Education: District sending adjudicated students to CEP

Pittsburgh Public School officials admit they didn't do their homework when they sent court-supervised students to the North Side's Community Education Partners, a school for students with learning and disciplinary problems.

According to Dr. Kaye Cupples, the district's executive director of support services, four students in grades 6 through 8 were mistakenly sent to CEP, a private Nashville-based alternative education company that has accepted roughly 250 of the most behaviorally challenging students from the Pittsburgh Public Schools. CEP's contract with the district expressly prohibits adjudicated students (minors under court supervision as a result of being charged with a crime) from attending.

"Students referred [to CEP] will not include those who are adjudicated," the contract states.

"We erred in sending those four students," Cupples says. "We didn't check to see that they were adjudicated.
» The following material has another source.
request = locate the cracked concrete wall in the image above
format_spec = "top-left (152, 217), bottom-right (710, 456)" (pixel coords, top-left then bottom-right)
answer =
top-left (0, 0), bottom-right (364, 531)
We should have picked it up."

Cupples says there are about eight other middle-grade students under court supervision currently attending CEP at the North Side's former Clayton Academy building, but since they were charged with crimes while they were at the school, the district is allowed to keep them there.

The contract's wording appears to be a significant source of confusion amongst district and CEP officials.

According to Cupples, it was the district's choice to include such language in the contract, since the district planned on sending children who are under court supervision to the Academy Charter School in Carrick, which is specifically designed for such students. But, he says, the Academy is only chartered for students in grades 9-12. That leaves adjudicated student grades 6-8 with no place to go.

"You can't leave these children at home," says district solicitor Ira Weiss, who acknowledges that the district was in breach of its contract with CEP. Sending them to CEP "is the best alternative of a lot of bad alternatives."

And, he adds, "CEP did not object to this."

"The language in the contract should have been clearer," says CEP's Chief Executive Officer Randle Richardson, speaking on the phone from Nashville. "It's OK for us to take students in the middle school [grades].

"My understanding is that we're not supposed to take students who should go to the Academy."

Cupples says that the four adjudicated students who were accidentally sent to CEP will remain at the school for the remainder of the year, since "We feel that the interventions [CEP] is providing are appropriate."

Richardson says that's fine with him, particularly since CEP is capable of handling those students.

"The education is the same whether they are adjudicated or not," he says, adding that CEP has been accepting students under court supervision since its inception more than 10 years ago.

Some board members have started scrutinizing CEP's work with the district's troubled students in recent weeks, since there have been numerous reports concerning violence in the building [See City Paper "School of Hard Knocks," Feb. 14, and "Board of Education members concerned with violence at CEP," March 6].

Although both sides have settled the contract breach, board member Randall Taylor says it's still disconcerting.

"The board was told that [sending adjudicated students to CEP] would not occur," he says. "The question is, how did that occur?"